A common marketing misconception about cameras nowadays is that they are all-rounders, the GFX is designed to be a very specialised photography tool catering to users who know what they need and are willing to work with it.
This said, it’s autofocus and overall performance still places the GFX100 at the very top in medium format cameras. The autofocus improvements over the two years have really added onto the focusing reliability, especially in its eye-detect, a function I use a lot.
In comparison, the Hasselblad X1D II, a close competitor lacks PDAF focusing, has no eye/face detect and no continuous focus modes with an autofocus system that is incredibly slow even in good light by modern standards.
Handling wise, it is still excellent in my opinion to have a built-in vertical grip which doubled up as space for dual batteries. The back and top right information panels are useful with the buttons on the back well positioned down to the joystick.
The only problem I ever faced was not knowing how to switch through PASM modes when I first handled it as the GFX100 lacks the ISO and Shutter speed physical dials one might have gotten used to on Fujifilm cameras but that is a simple learning curve.
The GFX100’s design probably drew inspiration from the top tier cameras with built-in vertical grips from Nikon and Canon (D6 & 1DX) in this aspect and it is a pragmatic decision. Fujifilm released the GFX100S to cater to users who saw compactness as a priority.
This is where the ‘awe’ comes in, the GFX100 is unapologetically relentless in the details its files carry. A raw file (lossless compressed) is 200MB upwards while the JPEGs play easily in the 20 to 40MB range. As the viewer, I was seeing details at a level I never thought I would be bothered with before.
The potential depth of field one can work with with a sensor larger than full-frame (Fujifilm calls this Large format, my conscience calls it cropped medium-format) is also a huge strength of the GFX system, with the recently released GF80mm f1.7 pushing the envelope.
The entire GFX series in my opinion is a key component of Fujifilm’s future in photography, simply because I do not see Fujifilm being able to procure their propriety X-Trans sensors forever and the GFX sensors are frankly a real world experiment in working the Fujifilm simulations with CMOS sensors and it has proven itself in the hands of professionals or enthusiasts alike. I do see some users mistaking the GFX sensor to be X-Trans and it is not.

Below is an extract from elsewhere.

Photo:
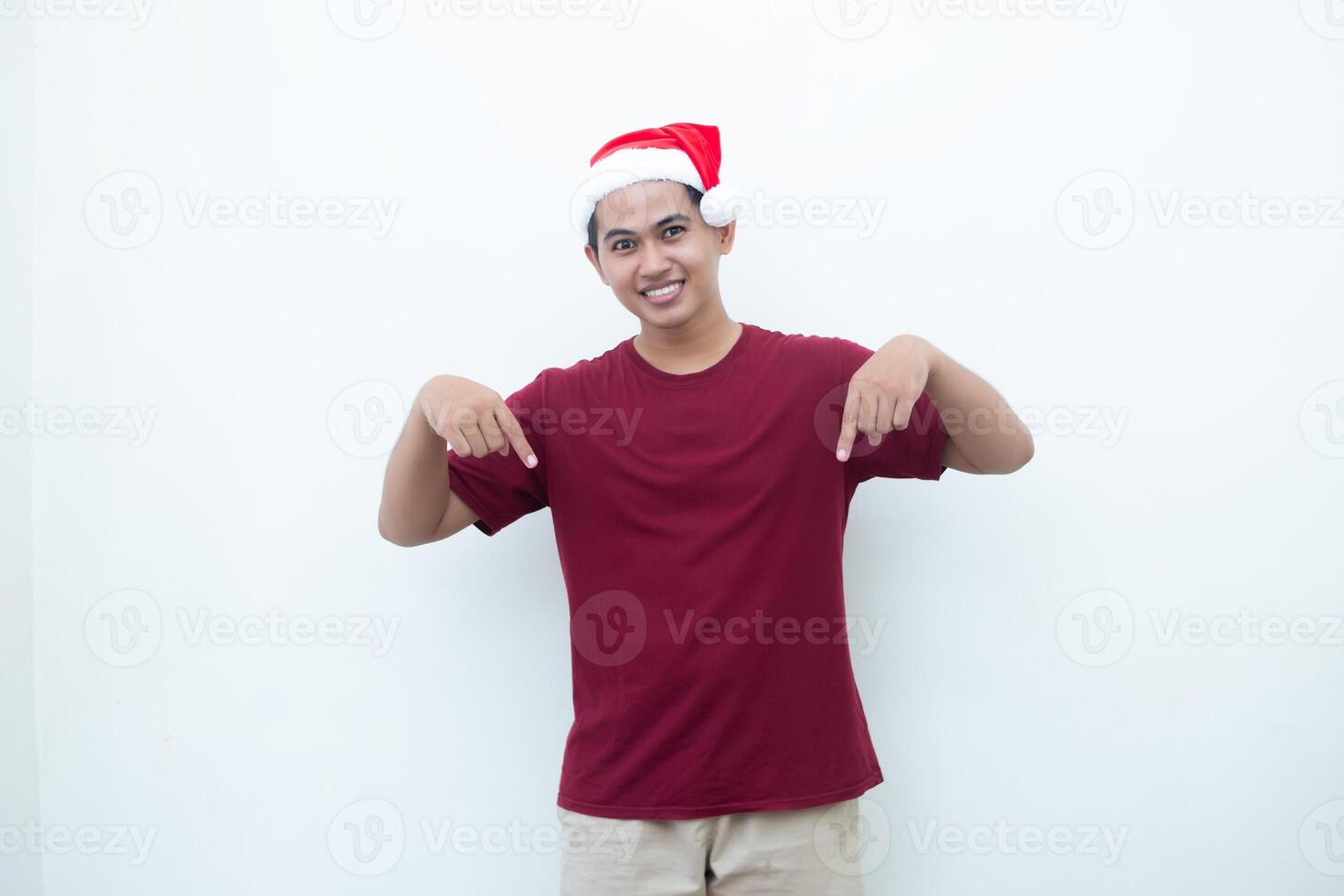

If it is all about a camera that seeks a breakthrough in the 100 megapixel territory and designed to be more accessible, the GFX100 and its newer sibling, the GFX100S are unique and successfully carved their own niche.
Of course people will always draw comparisons with Hasselblad’s H6D-100C and Phase One’s XF camera systems plying in this territory and I will wish to be factual, they are indeed better in their own ways but they come in at a much more prohibitive cost compared to the Fujifilm GFX system. (the Phase One IQ4 camera comes in at USD52 000 vs USD5999 for the GFX100S)
In this sense, the GFX series presents to many users the chance to shoot digital medium format, because after-all, how many of us will be willing to fork out USD52 000 (lens not included) just to try? For me, I would not have ever been able to shoot digital medium format if not for Fujifilm.
The GFX100 is not a camera I expect the hobbyist to use on a daily basis, and to be found more in a studio shoot under controlled environments. I mean, ok, I did see a hired photographer use the GFX100 before for a baby shower but that was only that one time.
The GFX series in a lot of aspects presents a huge potential for Fujifilm to grow in a market already crowded with full-frame and APSC options, and I am pretty keen to see the GFX50 II making an appearance soon.